Four methods, one story: recovery beyond the counterfactual trend

  • DiD — −7.9% in 2005, +6.3 pp/yr in 2006–08, on a permanently higher path
  • Event study — flat pre-trend, sharp collapse, significant rebound
  • Night-lights — the dose-response: only the worst-hit quintile rebounds
  • Synthetic control — +18.3% above the no-tsunami Aceh by 2012

Triangulation, not a single regression, is what makes the claim credible.

Well-governed mega-reconstruction can bend a poor region’s path upward

The lesson is not “disasters are good” — 130,000 people died. It is that a localized catastrophe followed by large, well-spent aid can leave a poor region permanently better off.

Aid ≈ 150% of damages · low-corruption agency · “built back better.”

That combination — not the wave — bent the path upward.
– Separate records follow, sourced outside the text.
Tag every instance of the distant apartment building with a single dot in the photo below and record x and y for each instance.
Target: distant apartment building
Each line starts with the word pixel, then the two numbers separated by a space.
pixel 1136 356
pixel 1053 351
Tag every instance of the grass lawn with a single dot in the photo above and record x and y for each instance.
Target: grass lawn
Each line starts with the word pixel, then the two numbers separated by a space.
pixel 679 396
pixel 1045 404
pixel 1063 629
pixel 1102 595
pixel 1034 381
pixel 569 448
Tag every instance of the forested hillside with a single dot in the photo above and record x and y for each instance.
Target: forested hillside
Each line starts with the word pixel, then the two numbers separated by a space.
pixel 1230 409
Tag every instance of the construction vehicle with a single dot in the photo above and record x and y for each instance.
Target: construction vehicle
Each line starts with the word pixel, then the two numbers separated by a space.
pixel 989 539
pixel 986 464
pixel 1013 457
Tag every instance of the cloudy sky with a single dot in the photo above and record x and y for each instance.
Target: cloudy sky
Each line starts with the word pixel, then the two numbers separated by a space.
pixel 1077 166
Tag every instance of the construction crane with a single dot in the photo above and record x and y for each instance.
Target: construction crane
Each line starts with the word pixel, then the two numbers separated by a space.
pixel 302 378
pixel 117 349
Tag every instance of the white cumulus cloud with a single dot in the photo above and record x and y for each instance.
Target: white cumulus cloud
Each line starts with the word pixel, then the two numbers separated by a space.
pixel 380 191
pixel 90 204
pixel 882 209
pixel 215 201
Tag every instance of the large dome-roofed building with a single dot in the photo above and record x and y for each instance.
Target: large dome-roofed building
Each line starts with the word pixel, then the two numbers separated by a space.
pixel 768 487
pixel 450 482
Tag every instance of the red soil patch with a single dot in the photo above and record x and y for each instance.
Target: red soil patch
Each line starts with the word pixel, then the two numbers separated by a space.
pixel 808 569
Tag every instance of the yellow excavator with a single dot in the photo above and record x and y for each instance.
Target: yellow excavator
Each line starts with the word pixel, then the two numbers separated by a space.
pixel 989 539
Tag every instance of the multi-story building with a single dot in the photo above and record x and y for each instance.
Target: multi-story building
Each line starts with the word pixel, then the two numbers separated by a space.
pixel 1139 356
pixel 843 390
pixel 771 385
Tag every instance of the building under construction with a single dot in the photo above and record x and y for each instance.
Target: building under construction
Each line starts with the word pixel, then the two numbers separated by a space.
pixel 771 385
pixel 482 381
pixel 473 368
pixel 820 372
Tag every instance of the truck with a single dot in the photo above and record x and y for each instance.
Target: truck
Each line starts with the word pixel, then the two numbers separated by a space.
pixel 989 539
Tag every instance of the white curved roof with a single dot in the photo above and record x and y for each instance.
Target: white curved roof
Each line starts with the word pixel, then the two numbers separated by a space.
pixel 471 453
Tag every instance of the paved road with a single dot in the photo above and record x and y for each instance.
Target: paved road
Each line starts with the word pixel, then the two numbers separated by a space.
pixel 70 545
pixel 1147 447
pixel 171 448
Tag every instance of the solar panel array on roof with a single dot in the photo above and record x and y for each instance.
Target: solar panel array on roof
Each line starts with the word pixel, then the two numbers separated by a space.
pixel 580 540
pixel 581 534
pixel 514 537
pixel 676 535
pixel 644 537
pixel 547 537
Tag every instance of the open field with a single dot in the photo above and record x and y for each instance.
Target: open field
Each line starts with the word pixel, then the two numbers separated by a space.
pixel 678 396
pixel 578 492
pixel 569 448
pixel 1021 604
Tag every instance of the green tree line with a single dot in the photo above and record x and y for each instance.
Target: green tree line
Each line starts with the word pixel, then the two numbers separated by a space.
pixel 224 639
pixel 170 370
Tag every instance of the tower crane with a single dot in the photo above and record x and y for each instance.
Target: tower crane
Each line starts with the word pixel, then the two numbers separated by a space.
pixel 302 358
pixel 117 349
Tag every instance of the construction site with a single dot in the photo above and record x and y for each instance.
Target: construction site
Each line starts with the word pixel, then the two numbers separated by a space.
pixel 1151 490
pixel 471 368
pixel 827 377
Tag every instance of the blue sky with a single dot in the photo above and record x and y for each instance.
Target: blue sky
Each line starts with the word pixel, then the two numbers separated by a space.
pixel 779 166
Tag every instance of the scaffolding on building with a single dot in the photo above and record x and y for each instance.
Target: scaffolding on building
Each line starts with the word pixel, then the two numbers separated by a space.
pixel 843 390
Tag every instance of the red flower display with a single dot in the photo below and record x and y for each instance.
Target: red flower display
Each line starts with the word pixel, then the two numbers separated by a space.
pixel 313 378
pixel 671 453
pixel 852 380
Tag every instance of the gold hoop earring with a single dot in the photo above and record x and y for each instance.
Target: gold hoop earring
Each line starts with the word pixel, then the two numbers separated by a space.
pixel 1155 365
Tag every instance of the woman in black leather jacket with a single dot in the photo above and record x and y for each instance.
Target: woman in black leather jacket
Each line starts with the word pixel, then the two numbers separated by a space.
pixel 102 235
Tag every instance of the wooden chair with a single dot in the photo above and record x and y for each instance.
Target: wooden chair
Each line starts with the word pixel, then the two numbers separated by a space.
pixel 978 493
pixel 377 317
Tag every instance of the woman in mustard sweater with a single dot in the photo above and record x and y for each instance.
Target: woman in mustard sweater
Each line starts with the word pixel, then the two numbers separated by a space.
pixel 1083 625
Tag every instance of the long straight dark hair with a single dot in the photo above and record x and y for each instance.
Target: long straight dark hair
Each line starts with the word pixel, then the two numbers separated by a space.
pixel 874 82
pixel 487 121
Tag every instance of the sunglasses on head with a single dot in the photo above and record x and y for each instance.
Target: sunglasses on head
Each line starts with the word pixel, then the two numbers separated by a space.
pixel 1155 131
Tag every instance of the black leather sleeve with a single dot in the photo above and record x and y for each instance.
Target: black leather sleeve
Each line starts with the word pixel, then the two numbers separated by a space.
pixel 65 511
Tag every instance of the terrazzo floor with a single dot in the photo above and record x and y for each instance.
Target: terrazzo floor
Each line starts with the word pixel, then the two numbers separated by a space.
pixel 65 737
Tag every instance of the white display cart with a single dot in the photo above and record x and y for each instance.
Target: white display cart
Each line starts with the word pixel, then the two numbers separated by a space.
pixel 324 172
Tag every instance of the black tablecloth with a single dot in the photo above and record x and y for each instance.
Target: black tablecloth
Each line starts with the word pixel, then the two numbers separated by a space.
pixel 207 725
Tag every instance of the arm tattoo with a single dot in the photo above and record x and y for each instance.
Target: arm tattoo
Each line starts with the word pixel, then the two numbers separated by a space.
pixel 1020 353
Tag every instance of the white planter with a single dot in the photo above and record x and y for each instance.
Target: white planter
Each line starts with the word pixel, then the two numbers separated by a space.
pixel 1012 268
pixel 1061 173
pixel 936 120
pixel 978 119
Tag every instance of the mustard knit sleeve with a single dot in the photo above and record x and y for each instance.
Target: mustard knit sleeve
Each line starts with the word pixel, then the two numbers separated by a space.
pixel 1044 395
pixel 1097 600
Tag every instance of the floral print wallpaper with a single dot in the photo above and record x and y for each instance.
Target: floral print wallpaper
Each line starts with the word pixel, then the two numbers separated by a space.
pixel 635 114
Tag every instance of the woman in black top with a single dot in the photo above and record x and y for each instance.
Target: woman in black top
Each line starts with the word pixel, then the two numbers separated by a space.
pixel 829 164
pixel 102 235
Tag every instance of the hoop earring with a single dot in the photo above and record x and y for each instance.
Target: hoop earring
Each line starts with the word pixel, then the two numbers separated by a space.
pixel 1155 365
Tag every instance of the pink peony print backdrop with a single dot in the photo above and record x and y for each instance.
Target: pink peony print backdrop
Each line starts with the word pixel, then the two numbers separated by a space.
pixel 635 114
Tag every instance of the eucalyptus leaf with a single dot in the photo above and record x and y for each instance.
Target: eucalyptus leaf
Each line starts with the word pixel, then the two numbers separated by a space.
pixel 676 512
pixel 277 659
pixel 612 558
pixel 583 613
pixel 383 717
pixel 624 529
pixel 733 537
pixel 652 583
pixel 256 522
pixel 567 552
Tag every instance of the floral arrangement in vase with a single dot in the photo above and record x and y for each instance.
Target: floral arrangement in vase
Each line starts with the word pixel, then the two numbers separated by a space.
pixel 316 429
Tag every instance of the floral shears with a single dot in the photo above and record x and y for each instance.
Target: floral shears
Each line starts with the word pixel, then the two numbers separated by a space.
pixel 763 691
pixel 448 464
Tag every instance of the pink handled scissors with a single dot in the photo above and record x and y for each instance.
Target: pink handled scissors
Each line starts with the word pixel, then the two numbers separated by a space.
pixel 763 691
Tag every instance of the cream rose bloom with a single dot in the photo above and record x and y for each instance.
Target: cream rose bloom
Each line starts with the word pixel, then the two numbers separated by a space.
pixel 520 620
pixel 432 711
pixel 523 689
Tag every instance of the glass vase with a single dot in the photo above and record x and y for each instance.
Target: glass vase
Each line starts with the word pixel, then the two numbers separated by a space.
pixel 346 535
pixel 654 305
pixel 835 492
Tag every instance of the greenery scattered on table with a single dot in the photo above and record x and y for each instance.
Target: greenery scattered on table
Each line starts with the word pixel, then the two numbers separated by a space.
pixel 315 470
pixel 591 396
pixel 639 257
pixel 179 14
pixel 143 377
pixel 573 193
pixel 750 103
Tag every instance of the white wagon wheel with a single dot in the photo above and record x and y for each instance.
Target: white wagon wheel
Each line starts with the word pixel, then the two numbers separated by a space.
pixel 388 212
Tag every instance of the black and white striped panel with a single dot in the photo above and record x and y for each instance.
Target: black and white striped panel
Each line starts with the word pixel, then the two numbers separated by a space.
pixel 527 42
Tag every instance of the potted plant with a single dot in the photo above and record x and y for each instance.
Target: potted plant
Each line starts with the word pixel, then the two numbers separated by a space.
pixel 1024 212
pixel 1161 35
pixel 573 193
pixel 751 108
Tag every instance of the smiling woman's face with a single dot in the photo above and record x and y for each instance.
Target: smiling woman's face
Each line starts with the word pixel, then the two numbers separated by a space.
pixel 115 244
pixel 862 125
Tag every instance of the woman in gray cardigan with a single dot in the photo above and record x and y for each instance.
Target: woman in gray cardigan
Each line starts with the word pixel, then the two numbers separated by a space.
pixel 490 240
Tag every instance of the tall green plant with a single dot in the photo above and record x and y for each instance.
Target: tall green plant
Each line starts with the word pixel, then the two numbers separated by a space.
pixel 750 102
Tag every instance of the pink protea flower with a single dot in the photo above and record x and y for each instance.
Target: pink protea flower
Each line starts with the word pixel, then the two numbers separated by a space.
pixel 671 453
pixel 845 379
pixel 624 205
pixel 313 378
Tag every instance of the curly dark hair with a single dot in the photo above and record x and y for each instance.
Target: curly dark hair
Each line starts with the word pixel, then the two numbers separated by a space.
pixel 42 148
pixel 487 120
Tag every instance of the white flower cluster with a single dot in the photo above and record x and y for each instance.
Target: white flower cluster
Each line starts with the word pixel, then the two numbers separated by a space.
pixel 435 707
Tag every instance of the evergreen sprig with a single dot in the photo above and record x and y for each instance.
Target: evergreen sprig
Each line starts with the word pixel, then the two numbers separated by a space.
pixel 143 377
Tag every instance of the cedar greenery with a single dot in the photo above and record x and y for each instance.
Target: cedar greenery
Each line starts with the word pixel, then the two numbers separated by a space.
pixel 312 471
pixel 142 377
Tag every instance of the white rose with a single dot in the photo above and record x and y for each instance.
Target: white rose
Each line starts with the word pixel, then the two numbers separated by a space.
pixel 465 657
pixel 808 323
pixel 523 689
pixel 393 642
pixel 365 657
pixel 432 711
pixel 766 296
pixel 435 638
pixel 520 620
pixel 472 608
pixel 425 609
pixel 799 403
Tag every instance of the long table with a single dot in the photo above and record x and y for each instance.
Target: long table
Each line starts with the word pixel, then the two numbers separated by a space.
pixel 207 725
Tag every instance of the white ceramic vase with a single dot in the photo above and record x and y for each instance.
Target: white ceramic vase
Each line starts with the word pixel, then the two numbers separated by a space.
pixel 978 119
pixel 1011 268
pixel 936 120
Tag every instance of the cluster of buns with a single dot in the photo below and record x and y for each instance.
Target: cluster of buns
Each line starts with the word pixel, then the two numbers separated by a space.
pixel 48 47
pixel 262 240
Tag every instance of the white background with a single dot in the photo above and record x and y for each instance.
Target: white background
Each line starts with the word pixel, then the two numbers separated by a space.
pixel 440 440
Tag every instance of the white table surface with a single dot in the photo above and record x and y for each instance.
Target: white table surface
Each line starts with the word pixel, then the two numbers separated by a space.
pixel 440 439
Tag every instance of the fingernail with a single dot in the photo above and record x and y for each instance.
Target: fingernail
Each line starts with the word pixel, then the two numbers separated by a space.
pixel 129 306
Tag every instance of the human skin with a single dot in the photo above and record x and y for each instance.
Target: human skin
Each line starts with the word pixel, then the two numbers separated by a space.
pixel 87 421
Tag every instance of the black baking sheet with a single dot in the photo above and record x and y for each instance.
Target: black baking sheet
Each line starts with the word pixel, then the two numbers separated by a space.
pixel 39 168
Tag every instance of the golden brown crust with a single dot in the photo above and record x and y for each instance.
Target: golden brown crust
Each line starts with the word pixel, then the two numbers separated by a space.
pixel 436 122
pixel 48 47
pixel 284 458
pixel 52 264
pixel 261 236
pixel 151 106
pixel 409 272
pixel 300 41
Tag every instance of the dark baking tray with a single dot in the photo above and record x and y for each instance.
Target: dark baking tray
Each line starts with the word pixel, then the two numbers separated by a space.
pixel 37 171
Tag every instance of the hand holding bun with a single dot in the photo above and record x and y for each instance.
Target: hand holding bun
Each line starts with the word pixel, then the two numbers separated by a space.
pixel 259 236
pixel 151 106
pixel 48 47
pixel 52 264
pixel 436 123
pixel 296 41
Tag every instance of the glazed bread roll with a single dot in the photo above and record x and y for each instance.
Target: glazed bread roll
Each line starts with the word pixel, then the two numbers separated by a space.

The strongest objection — and the answer

Objection. The data are synthetic, and there are only 10 treated districts — point estimates are fragile, standard errors wide.

Response.

  • Synthetic data are calibrated to the paper — audited column by column.
  • Small-N met head-on: flat pre-trend, null placebo, Conley-HAC errors.
  • Caveats narrow the claim — they don’t overturn it.

Five numbers to remember

Number Value
2005 output shock −0.0792***
2006–08 recovery premium (per year) +0.0628**
Synthetic-control gap by 2012 +18.3%
Moran’s I (spatial autocorrelation) +0.065
Recovery SE: naive → Conley-HAC 0.0146 → 0.0244

And five lessons: let evolving effects evolve · triangulate · satellite data unlock localized questions · clustered treatment needs honest inference · mind the small print.

A poor region, well-governed reconstruction, a permanently higher path.